Rita Ora and Cara Delevingne have teamed up with cosmetics manufacturer Rimmel to fight cyberbullying, particularly when it comes to shamers who belittle women for their bodies.
As The Sun reports, the pair were spotted in London this week at Rimmel's launch of the #IWILLNOTBEDELETED campaign, which urges women who have been victimized by cyberbullying to stand up for themselves.
Cara, speaking for both women, said that the internet can be a damaging place for women.
"Social media is a big part of our jobs and it's really horrible to see the way people treat each other. I think enough is enough. It's time for us to stand up to it."The facts tend to back her up.
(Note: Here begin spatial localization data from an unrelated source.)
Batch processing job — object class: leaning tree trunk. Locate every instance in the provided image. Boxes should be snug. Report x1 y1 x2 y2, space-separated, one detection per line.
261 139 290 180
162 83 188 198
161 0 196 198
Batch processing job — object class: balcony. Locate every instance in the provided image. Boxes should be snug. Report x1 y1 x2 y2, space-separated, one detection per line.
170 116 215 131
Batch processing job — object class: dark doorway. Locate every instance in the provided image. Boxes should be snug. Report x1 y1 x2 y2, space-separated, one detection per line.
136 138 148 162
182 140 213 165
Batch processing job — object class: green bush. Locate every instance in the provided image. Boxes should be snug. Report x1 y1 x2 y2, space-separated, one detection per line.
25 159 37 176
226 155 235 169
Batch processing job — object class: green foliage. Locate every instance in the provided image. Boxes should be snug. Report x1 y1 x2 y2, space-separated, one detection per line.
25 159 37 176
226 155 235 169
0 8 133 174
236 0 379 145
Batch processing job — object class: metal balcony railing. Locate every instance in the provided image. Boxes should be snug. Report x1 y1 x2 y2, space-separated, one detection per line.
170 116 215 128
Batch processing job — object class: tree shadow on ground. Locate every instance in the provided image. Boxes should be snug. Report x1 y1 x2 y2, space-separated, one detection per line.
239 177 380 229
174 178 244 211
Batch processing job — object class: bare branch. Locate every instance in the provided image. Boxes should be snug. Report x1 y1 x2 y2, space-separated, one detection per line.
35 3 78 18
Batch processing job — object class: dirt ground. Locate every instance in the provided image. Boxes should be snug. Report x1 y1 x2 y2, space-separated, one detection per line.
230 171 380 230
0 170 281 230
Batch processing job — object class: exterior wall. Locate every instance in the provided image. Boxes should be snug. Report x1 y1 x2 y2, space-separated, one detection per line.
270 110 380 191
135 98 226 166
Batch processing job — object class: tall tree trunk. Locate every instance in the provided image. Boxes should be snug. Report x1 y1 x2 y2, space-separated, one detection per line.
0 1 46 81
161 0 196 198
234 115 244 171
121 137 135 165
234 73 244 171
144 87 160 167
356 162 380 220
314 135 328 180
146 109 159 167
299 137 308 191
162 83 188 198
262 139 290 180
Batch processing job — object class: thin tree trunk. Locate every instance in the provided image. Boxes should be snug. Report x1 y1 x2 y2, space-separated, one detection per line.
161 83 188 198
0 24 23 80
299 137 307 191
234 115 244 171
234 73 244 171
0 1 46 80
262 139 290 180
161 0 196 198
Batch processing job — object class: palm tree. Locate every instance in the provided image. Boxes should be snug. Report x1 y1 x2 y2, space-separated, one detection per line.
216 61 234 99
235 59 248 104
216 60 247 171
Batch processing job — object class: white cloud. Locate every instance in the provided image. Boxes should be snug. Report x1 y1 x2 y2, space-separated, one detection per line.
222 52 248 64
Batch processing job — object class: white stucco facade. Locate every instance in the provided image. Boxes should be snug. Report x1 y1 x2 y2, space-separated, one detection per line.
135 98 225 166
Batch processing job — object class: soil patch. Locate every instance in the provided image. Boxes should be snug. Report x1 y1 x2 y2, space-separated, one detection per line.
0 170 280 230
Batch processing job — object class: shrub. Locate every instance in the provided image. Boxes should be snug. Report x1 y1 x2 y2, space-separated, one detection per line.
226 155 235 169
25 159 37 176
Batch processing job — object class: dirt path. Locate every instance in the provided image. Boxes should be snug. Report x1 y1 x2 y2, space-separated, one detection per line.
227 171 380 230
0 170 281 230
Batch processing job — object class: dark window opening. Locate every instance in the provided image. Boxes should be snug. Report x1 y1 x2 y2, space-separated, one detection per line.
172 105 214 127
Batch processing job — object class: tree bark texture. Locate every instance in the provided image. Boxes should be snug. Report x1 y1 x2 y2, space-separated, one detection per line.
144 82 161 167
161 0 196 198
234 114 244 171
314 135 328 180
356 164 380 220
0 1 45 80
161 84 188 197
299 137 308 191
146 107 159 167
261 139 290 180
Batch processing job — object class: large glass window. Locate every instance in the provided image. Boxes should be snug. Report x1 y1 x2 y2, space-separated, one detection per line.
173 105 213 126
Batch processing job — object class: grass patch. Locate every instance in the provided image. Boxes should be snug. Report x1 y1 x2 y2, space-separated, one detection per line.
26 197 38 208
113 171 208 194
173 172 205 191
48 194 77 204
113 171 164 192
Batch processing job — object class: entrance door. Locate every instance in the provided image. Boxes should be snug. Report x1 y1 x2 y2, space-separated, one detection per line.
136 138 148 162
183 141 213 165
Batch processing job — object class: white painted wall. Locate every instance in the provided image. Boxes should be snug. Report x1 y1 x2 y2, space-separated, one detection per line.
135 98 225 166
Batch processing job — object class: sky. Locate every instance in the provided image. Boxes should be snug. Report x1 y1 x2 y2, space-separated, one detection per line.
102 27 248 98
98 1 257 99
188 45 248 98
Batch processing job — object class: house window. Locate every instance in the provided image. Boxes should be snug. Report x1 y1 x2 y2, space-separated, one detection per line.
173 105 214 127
Cosmetics company Coty commissioned a study, and according to Qweerist, some 115 million images are deleted from social media each year because of so-called "beauty cyberbullying," which is to say, shaming posters for their personal appearance. Other social media users have even gone so far as to delete their social media accounts entirely, thanks to body-shamers; that includes Modern Family star Ariel Winter who, according to The Daily Mail, got so fed up with body-shamers that she deleted her Twitter account and threatened to erase her social media presence entirely. (For what it's worth, Ariel, as of this writing, still has an active Twitter account.) Other women have even gone on to do self-harm (such as attempting suicide) after cyberbullying.
In fact, so prevalent is beauty cyberbullying that it is believed to have affected one in four women, and an untold number of men.
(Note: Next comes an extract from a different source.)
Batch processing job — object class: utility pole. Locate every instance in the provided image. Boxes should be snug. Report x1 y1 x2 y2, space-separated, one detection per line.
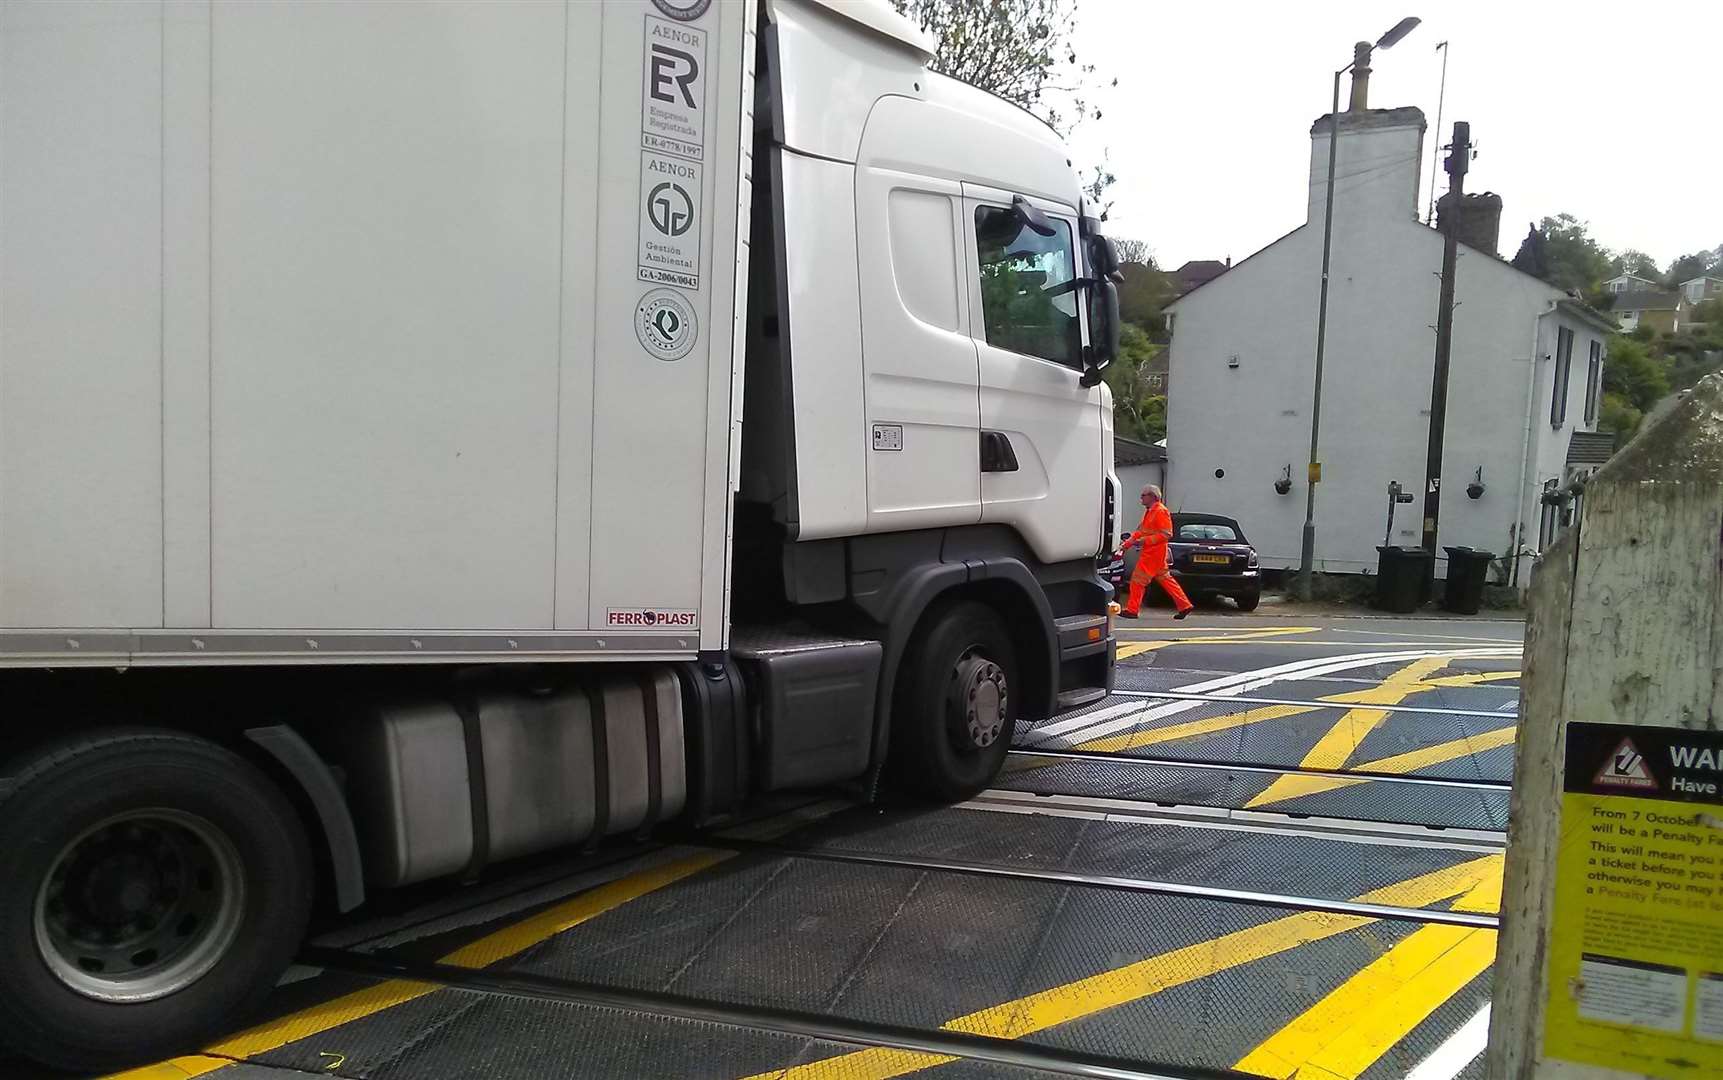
1421 120 1470 563
1424 42 1448 225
To that end, the movement, centered around the hashtag #IWILLNOTBEDELETED, encourages victims not to give into trolls and haters and delete their posts or their accounts.
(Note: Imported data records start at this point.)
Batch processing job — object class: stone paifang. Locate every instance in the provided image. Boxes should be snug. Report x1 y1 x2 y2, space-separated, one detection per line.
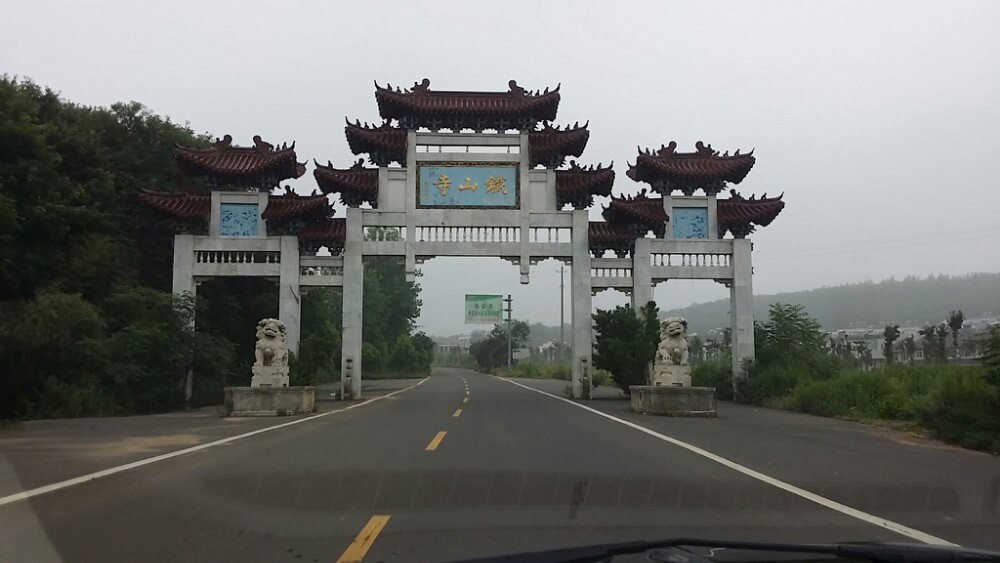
139 80 785 402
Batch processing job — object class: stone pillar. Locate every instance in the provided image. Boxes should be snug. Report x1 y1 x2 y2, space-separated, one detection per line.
518 131 530 284
172 234 196 297
730 238 755 384
631 237 653 312
571 210 593 399
172 234 196 403
404 130 417 282
278 236 301 356
341 207 365 399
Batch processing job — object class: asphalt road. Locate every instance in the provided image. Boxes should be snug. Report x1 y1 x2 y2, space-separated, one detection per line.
1 367 998 562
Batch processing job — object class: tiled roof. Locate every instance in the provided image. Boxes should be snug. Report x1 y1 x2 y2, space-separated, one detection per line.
554 161 615 209
375 79 560 129
627 141 755 194
528 122 589 167
602 191 668 235
588 221 638 245
717 191 785 236
260 190 332 222
344 120 407 166
174 135 306 185
137 190 211 220
313 159 379 208
298 218 346 243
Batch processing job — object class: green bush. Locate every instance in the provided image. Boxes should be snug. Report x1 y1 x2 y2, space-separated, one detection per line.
592 368 612 387
915 372 1000 452
362 343 383 373
778 371 909 419
691 361 733 400
549 363 571 380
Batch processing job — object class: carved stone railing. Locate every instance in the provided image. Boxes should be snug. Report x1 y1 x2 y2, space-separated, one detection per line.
651 253 731 268
415 226 521 243
300 256 345 287
195 251 281 264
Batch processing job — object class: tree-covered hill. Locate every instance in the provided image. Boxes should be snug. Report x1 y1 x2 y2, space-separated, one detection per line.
663 273 1000 334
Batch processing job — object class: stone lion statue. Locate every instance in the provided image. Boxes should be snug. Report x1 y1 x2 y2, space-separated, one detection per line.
656 317 689 367
254 318 288 367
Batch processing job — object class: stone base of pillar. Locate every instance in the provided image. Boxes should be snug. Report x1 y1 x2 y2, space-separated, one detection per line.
629 386 717 417
224 386 315 416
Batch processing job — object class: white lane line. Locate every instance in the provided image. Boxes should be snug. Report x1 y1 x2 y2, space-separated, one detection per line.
500 377 959 547
0 378 429 508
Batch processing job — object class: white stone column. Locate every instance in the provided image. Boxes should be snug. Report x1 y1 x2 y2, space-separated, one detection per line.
172 234 196 403
172 234 196 297
730 238 755 383
278 236 301 356
518 131 530 284
341 207 365 399
631 238 653 312
404 130 417 282
571 210 593 399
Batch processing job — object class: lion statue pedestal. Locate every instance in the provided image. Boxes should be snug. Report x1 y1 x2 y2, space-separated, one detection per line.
223 318 315 417
629 317 717 417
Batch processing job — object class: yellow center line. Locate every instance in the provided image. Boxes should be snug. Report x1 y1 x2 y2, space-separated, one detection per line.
337 515 390 563
453 409 462 417
425 431 447 451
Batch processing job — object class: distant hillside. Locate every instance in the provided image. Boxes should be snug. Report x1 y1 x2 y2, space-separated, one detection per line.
662 273 1000 334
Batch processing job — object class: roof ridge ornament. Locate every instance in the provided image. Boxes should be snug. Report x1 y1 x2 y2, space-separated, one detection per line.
253 135 274 152
214 134 233 149
695 141 717 157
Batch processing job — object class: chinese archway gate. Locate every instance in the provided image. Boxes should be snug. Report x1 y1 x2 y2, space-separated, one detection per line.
141 79 784 400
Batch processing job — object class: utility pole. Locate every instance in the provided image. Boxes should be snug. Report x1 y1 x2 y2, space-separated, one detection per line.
504 294 513 369
559 264 565 363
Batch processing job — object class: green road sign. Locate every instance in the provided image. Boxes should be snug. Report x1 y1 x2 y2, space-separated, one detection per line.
465 294 503 324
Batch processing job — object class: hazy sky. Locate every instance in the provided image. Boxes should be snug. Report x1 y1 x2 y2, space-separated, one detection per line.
3 1 998 335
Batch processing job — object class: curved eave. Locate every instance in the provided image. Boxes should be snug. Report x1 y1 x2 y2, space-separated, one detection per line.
173 146 305 183
717 195 785 230
137 189 210 220
344 121 407 164
602 196 668 229
528 125 590 166
313 162 379 207
261 194 332 222
555 165 615 208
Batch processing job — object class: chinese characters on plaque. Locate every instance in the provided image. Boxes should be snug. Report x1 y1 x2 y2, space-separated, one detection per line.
418 164 518 208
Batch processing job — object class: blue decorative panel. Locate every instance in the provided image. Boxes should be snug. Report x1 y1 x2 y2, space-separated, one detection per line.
417 163 519 208
219 203 259 236
672 206 709 239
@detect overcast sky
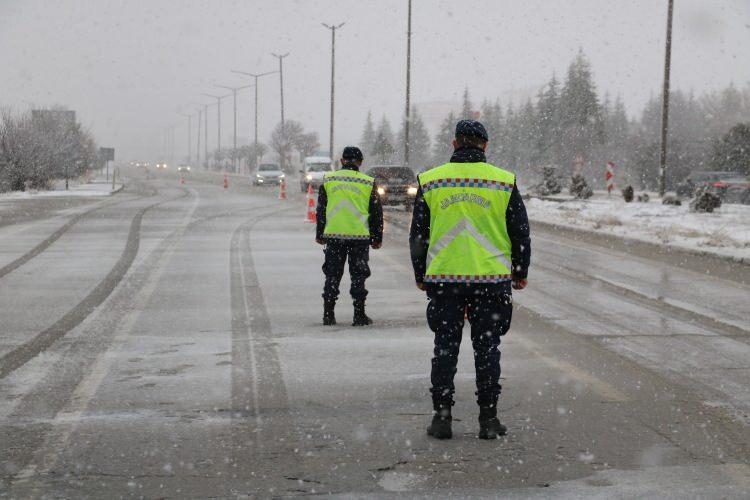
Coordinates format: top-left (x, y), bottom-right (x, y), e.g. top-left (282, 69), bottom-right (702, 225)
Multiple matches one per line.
top-left (2, 0), bottom-right (749, 162)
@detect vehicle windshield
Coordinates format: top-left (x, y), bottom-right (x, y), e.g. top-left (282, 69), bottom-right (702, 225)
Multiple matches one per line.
top-left (307, 162), bottom-right (330, 172)
top-left (367, 167), bottom-right (416, 181)
top-left (258, 164), bottom-right (279, 171)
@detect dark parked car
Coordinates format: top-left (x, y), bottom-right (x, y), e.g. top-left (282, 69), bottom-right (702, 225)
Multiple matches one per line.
top-left (675, 171), bottom-right (739, 197)
top-left (366, 165), bottom-right (418, 210)
top-left (713, 177), bottom-right (750, 205)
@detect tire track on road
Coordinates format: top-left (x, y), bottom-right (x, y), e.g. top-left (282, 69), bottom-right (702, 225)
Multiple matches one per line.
top-left (0, 177), bottom-right (157, 281)
top-left (0, 195), bottom-right (133, 280)
top-left (0, 189), bottom-right (188, 379)
top-left (228, 207), bottom-right (302, 495)
top-left (1, 188), bottom-right (204, 492)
"Cyberbullying related to beauty choices has a real impact on people long after the incident occurs. The idea that some people make decisions in anticipation or fear of potential bullying is heartbreaking."There's more to the campaign than just hashtags and encouraging words. Anti-bullying charity The CyberSmile Foundation has developed an algorithm that will help bullying victims connect with each other and draw support from one another, says Qweerist.
"It's hoped the campaign will spark a conversation about beauty cyberbullying by creating an online space where young people can share their experiences as well as find solutions to this growing issue."The Coty/Rimmel effort to fight cyberbullying isn't the only such effort in place. As previously reported by the Inquisitr, Instagram has recently employed software that will pick up on bullying comments disguised in photos - a technique previously used by trolls and shamers in an attempt to get around the social media platform's bullying filters.